President Obama's new budget plan aims for about $400 billion in health care savings over the next decade through tweaks to Medicare and other reforms that will affect drug companies more than Americans who benefit from federal health entitlements.
His proposal, formally unveiled Wednesday, calls for better rebates on brand-name and generic drugs purchased through Medicare, so prices under the program are in line with the generous rebates associated with the Medicaid. If implemented, administration expects to save $123 billion over 10 years.
House Minority Leader Nancy Pelosi, California Democrat, endorsed the move during a weekly press conference in March as a lingering priority for health reform.
The Obama administration also hopes to save $50 million in the 10-year period by requiring high-income Medicare beneficiaries to pay higher premiums.
"This will help improve the financial stability of the Medicare program by reducing the federal subsidy of Medicare costs for those beneficiaries who can most afford them," White House budget documents said.
Mr. Obama wants to implement a gradually increasing discount on drugs in the Medicare program — a provision in his signature health care law — more quickly, saving $11 million.
But the ranking member of the Senate Finance Committee was quick to criticize the president's plans.
"Trying to reduce costs by cutting what doctors and hospitals get paid or introducing price controls for prescription drugs doesn't change the fundamental problems with Medicare and only threatens seniors' health care," Sen.
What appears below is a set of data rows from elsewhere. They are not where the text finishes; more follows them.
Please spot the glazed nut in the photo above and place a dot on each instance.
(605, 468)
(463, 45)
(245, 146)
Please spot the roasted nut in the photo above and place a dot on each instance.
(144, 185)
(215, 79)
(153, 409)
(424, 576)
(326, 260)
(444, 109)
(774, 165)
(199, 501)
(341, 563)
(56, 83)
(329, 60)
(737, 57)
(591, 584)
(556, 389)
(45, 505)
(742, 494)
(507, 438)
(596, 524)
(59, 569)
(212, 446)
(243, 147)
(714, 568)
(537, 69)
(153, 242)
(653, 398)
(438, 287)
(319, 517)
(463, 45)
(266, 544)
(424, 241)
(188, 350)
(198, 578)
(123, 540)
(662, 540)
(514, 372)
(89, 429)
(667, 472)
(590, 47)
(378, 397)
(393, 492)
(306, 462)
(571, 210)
Orrin Hatch, Utah Republican, said.
The White House pitched many of the reforms as continuing efforts that began with the Affordable Care Act of 2010. The health care overhaul greatly expands Medicaid enrollment in states that opt in, and qualified consumers without employer-based insurance will be able to shop for health plans on state-based marketplaces. Both reforms will take effect in 2014.
"The president is committed to ensuring ACA implementation is effective, efficient and swift," the administration budget documents said. "Repealing or failing to implement the health care law would return the nation to a path of rapidly increasing health care costs and add trillions of dollars to deficits over the long-run."